I am still long GILD but I understand why it scores highly on these ranking systems, whereas the share’s been declining for the past year or so.
The thing is… All these ranking systems have an implicit assumption in that the future will be reasonably similar to the past. What they are mostly angling for is mean reversion: the stock got beaten unfairly, priced below its intrinsic value and now it will revert to its justified price. This assumption doesn’t apply to companies like GILD because their business model is too unpredictable. Allow me to explain.
What’s happening with GILD is that their HCV drugs have cured most of their patient base - so they have stopped using it. They need new patients to purchase their drugs but (1) due to hefty price, insurers and Medicare/Medicaid only purchase these drugs for the sickest patients (2) to be able to sell more they are reducing the price, (3) other competitors such as ViiV are coming up with their own drugs to take market share. In the last earnings call, the CEO said that the HCV revenues were expected to decline from 14 billion in 2016 to 9 billion in 2017. The thing is, he may be just conservative because he may not really have much certainty.
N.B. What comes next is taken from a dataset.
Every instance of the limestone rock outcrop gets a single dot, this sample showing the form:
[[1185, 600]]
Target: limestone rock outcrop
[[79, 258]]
My point is that drug sales (especially curing drugs) can be so volatile that the info on past financial statements is not necessarily indicative of the future.
There are other issues in biotech as well. Lot of these companies have a monopoly on their drugs due to patent protections they enjoy. Once the patent protections expire, generic drug makers are allowed to produce biosimilar drugs, which undercut their profits. So once they “fall off the patent cliff”, it’s anybody’s guess how indicative their past performance will be.
You can also see a similar issue with energy companies. If I’m not mistaken, the Greenblatt Ranking/Magic Formula should perform much better in 2015 if you screen out the energy companies. In 2015, the gas prices hit rock bottom, which reduced the profits of the energy sector. Here, past financial statements are not indicative of future performance due to volatility of gas prices, thus Magic Formula and other fundamental analysis tools may not work as well. When you are buying an energy/gas/commodity/mining company, you are also placing a bet on the prices of gas/commodities/metals.
So you can simply filter out energy, biotech and mining companies. I think this improves the results somewhat for the Greenblatt ranker for the year 2015 - as it otherwise gives energy companies a high ranking for that year.
But as always, as Stephen Penman wrote in Accounting For Value, when buying a business, know the business. Screens can be useful but ultimately you have to make a judgment about the future profits of a company.